Dia menilai, sebagian besar negara di kawasan Asia Timur dan Pasifik telah mengatasi kenaikan suku bunga dengan cukup baik karena sebagian besar utang mereka adalah domestik dan proporsi utang suku bunga variabel dalam kewajiban luar negeri mereka rendah.
Advertisement
China Dihantui Risiko Deflasi Dampak Kebijakan Ketat Covid-19
China menghadapi peningkatan risiko deflasi karena menyusutnya permintaan dampak krisis properti dan pembatasan Covid-19 yang berkepanjangan.
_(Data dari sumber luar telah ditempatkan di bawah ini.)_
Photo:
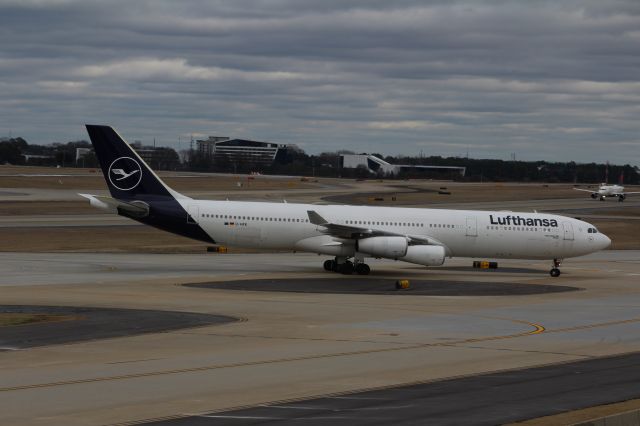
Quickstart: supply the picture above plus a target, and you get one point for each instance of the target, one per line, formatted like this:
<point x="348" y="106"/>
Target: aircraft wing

Ancaman deflasi ini berkebalikan dengan beberapa negara maju yang justru menghadapi inflasi tinggi.
Indeks yang disusun oleh China Beige Book International (CBBI) mengungkapkan bahwa sejumlah perusahaan di China melaporkan pertumbuhan harga jual terlemah sejak kuartal terakhir 2020 dalam tiga bulan hingga September.
Penurunan itu terjadi meski upah dan biaya input sedikit meningkat dari kuartal sebelumnya.
CBBI mensurvei 4.354 perusahaan selama periode tersebut.
"Sementara hampir seluruh dunia panik atas lonjakan inflasi, risiko deflasi membayangi China, berkat dampak loyonya permintaan karena kebijakan nol-Covid-19," kata kepala eksekutif CBBI Leland Miller, dikutip dari The Straits Times, Kamis (29/9/2022).
Sebagian besar tekanan deflasi sejauh ini berasal dari industri properti, menurut laporan CBBI, yang mencatat bahwa industri ritel dan jasa masing-masing mengalami percepatan harga pada kuartal ketiga.
Selain industri properti, tekanan deflasi diperparah dengan lockdown di daerah-daerah seperti Shanghai dan provinsi Jilin, yang membatasi aktivitas awal tahun, dan kota-kota lain salah satunya Chengdu yang baru-baru ini memberlakukan lockdown.
Indeks harga konsumen utama China naik 2,5 persen pada Agustus 2022 karena harga daging babi terus naik dan harga BBM yang masih tinggi.
Namun laju kenaikan melambat dari bulan sebelumnya, dan inflasi inti, yang tidak termasuk harga pangan dan energi, tidak berubah dari angka 0,8 persen bulan lalu.